Di bus, jika berangkat sendiri, kita tentu tidak mengenal siapa yang duduk di sebelah kita. Apakah mereka pribadi yang suka berbincang atau sosok pendiam, kita tidak tahu karakteristiknya.
Meskipun mau bercengkerama, tidak seluas dan sebebas jika dibanding bersama keluarga. Rasa segan tidak ingin mengganggu dan menghormati privasi, juga ada. Akhirnya kesepian melanda. Jika gawai habis baterai, waktu lama sekali berlalu.
Sulit banyak gerak
Badan kita hanya dibatasi oleh sebuah kursi, dengan alas kaki kecil terbentang di bawah, dan sandaran punggung yang bisa diselonjorkan. Hanya itu tempat bergerak.
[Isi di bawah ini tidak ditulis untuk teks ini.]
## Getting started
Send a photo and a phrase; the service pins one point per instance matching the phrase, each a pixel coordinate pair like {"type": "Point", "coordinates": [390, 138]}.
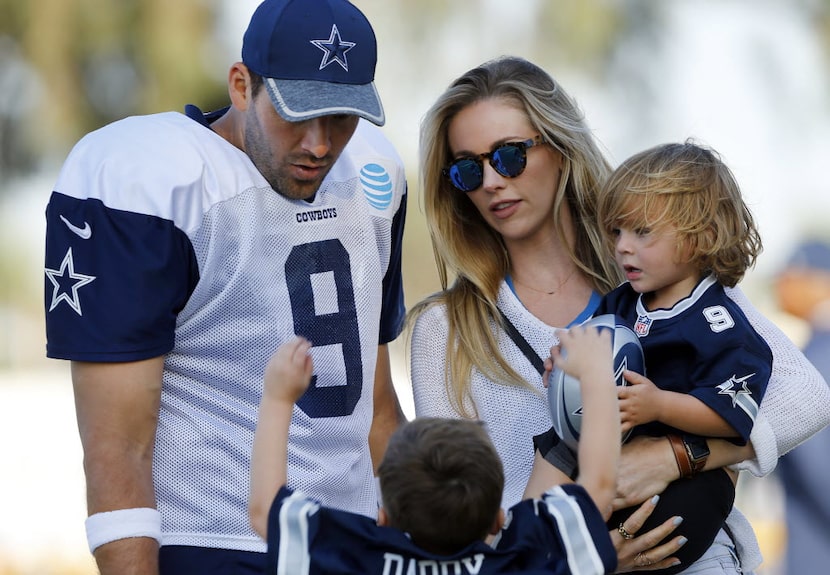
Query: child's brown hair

Sesekali pergi ke toilet bus untuk buang air. Peristirahatan di tengah jalan saat makan, menjadi surga bagi badan untuk meregangkan otot. Selebihnya, terduduk diam dalam belasan jam. Badan otomatis pegal-pegal.
Pemandangan monoton
Apa pemandangan yang biasa kita nikmati dari jendela bus? Jika momen mudik, pasti motor dan mobil di jalan. Ketika masuk jalan tol, tidak ada yang asyik dilihat. Sejauh pandang, hanya jalan bersama kerlap-kerlip lampu waktu malam.
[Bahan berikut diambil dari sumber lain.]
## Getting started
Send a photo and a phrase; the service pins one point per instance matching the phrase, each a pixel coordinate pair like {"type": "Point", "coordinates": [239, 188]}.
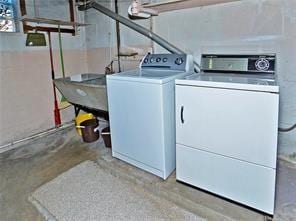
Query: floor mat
{"type": "Point", "coordinates": [87, 192]}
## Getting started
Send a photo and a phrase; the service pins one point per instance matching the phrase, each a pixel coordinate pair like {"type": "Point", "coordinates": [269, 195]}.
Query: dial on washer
{"type": "Point", "coordinates": [262, 64]}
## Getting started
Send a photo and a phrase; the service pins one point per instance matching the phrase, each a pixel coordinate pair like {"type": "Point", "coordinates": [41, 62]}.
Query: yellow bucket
{"type": "Point", "coordinates": [81, 118]}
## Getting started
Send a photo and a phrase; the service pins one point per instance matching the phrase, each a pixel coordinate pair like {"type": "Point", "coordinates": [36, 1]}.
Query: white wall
{"type": "Point", "coordinates": [248, 26]}
{"type": "Point", "coordinates": [26, 94]}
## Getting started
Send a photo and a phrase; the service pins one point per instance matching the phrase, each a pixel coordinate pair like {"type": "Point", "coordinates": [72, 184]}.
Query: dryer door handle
{"type": "Point", "coordinates": [182, 114]}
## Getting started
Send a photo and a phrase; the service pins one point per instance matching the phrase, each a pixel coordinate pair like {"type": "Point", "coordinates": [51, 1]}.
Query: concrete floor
{"type": "Point", "coordinates": [32, 164]}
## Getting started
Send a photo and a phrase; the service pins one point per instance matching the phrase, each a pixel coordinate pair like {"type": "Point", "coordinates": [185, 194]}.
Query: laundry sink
{"type": "Point", "coordinates": [88, 90]}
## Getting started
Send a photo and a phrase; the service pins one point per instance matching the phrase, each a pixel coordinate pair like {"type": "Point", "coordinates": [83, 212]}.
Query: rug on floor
{"type": "Point", "coordinates": [87, 192]}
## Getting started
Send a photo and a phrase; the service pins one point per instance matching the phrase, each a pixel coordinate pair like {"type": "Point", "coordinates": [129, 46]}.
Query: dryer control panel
{"type": "Point", "coordinates": [179, 62]}
{"type": "Point", "coordinates": [251, 64]}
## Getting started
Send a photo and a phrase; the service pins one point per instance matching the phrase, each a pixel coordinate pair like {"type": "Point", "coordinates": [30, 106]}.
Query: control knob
{"type": "Point", "coordinates": [179, 61]}
{"type": "Point", "coordinates": [262, 64]}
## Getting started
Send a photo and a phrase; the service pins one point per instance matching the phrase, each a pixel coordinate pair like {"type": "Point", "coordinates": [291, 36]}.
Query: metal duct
{"type": "Point", "coordinates": [146, 32]}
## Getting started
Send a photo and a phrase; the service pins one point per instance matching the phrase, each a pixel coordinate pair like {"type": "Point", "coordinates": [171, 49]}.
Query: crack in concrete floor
{"type": "Point", "coordinates": [38, 161]}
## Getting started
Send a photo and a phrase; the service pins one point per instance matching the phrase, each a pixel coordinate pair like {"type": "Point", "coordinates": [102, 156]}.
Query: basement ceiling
{"type": "Point", "coordinates": [164, 5]}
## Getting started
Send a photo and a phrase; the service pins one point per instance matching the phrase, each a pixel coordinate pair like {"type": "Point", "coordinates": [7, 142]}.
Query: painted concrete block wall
{"type": "Point", "coordinates": [26, 94]}
{"type": "Point", "coordinates": [249, 26]}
Bila bosan, sebagian memilih istirahat. Tidak leluasa bergerak, pemandangan di jalan monoton, tidak ada teman bicara, sungguh menjadi sebab kuat untuk menghabiskan waktu dengan tidur. Kesannya istirahat, tetapi badan tetap pegal, karena begitu kaku di atas kursi. Berbeda dengan berbaring di tempat tidur.
Kemacetan di jalan
Kemacetan menjadi bagian dari perjalanan mudik lewat darat. Motor tumpah ruah memenuhi segala sisi. Mobil berderet-deret menunggu antrean. Belum lagi truk-truk besar yang berhenti di pinggir jalan.
Ini betul-betul memakan waktu. Jika kemacetan tidak terurai, waktu sampai akan bertambah lama. Saya ingat dahulu, pernah mengalami lebih dari satu setengah hari dalam bus, saat macet luar biasa di jalur pantura terjadi.